Contract for AHS hospital linen services up for bid in the Lakeland

Alberta Health Services has issued a request for proposals to contract linen services at a number of hospitals in the North Zone including Cold Lake, Elk Point, Lac La Biche and St. Paul.

This was some of the reasoning behind the “wildcat” rallies at health care centres across the province in recent weeks.

According to Lisa Sutherland, Manager of Community Engagement and Communications at AHS, $38 million is required to maintain the current in-house services.

“More than $38 million in upgrades would be required to ensure both safety and quality of services. Alternatively, AHS would need to invest more than $100 million to build new modern linen systems across the province,” said Sutherland.

In an e-mail, she said, while linen services have an important role in the delivery of effective patient care, “the RFP will allow for much-needed investment in this area, while ensuring AHS can focus on other high priority areas, including initiatives focused on reducing wait times and enhancing accessibility of healthcare services across all Zones of AHS.”

According to Sutherland, the RFP was issued on Oct. 23 and has a Dec. 1 deadline. The selection process is expected to take several months.

“It’s too early to speculate as to what will happen at specific sites. The linen RFP will determine how it impacts specific facilities, and we will be able to share more information as the RFP process unfolds,” said Sutherland.

Val Whelan is a licensed practical nurse in Lac La Biche and the chapter chair for AUPE. She said she’s worried about the possibility of linen shortages once the work is no longer being done in-house.

“If we were to have a mass casualty or whatever, and a whole bunch of our linen gets used, more than what they had planned for us to use, right now there are people available that can go downstairs and go bring up an extra cart.

“But if it’s totally privatized, I don’t know what kind of extras they would ever leave us. When you have to leave a patient laying in a less than clean environment…It doesn’t go over well,” said Whelan.

Whelan said the claim that the work needs to be privatized because of the cost of needed upgrades and maintenance to the existing facilities doesn’t hold water.

“Who should have been doing that upkeep? AHS,” she said.

Whelan also worries about what else will be cut in the hospitals and long term care homes, which she says are already terribly short staffed.

“We’re running off our feet to the point that I just about wasn’t walking. I’m old and supposed to be retired. And yet I don’t know, where they’re going to cut. The long term cares are a skeleton staff. It’s really quite a sad situation. And you can’t even recruit into that kind of an environment because who wants to come and work under that when they can go and work somewhere else and have way less stress,” said Whelan.

Mike Dempsey is the Vice-President for the Northeastern Region of the Alberta Union of Provincial Employees (AUPE).

He believes the decision to privatize laundry and other general support services is part of the UCP’s plan to cut 11,000 jobs from Alberta Health Services and push the province towards a private healthcare system similar to the United States.

“The fact that the government is proposing these cuts, weeks after calling them healthcare heroes for putting their lives on the line during COVID, and now they want to get rid of it.

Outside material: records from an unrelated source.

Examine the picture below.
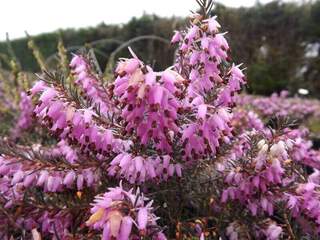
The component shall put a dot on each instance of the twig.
(291, 233)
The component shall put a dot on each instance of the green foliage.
(271, 39)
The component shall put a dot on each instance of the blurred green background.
(278, 42)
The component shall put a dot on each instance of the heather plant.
(156, 155)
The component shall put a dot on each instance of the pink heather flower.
(176, 37)
(110, 213)
(273, 232)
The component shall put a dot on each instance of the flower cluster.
(124, 215)
(174, 138)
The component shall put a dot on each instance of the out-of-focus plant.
(157, 155)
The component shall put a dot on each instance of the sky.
(38, 16)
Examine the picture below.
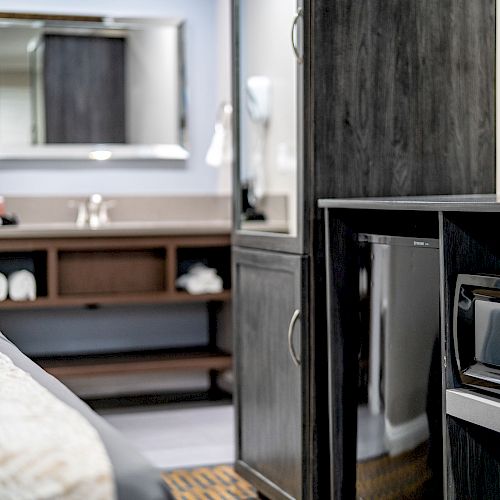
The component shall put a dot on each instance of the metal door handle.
(298, 15)
(291, 349)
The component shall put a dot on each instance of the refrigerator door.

“As far as I know, I think we’re the only Western government proposing cuts to health care during COVID, the worst plague in 100 years,” said Dempsey.

“Our healthcare workers, they’re kind of like canaries in a coal mine here. They [The UCP provincial government] are coming after these little pieces of laundry, but general support staff in general, and soon it’ll be nursing and everything else,” said Dempsey.

According to the AUPE website there are roughly 428 people whose jobs will be directly impacted by the decision.

According to Dempsey, the move to contract out hospital linen services will impact every community in the province by removing or severely reducing the income of people who live there.

“They probably spend their money in the communities, on groceries and furniture and stuff you need to live, when you when you make cuts like that, they may not be able to afford to live in that community anymore, they may not be buying anything from that community.”

According to the career profile for a laundry worker on the AHS website, employees earn between $17.60 and $21.02 per hour.

K-Bro Linen Systems is the largest laundry and linen service provider in Canada and has the AHS contract for Calgary. According to wage information from across Canada collected by Indeed over the last three years, laundry workers for the company earn an average of $14.87 per hour. Minimum wage in Alberta is $15 per hour.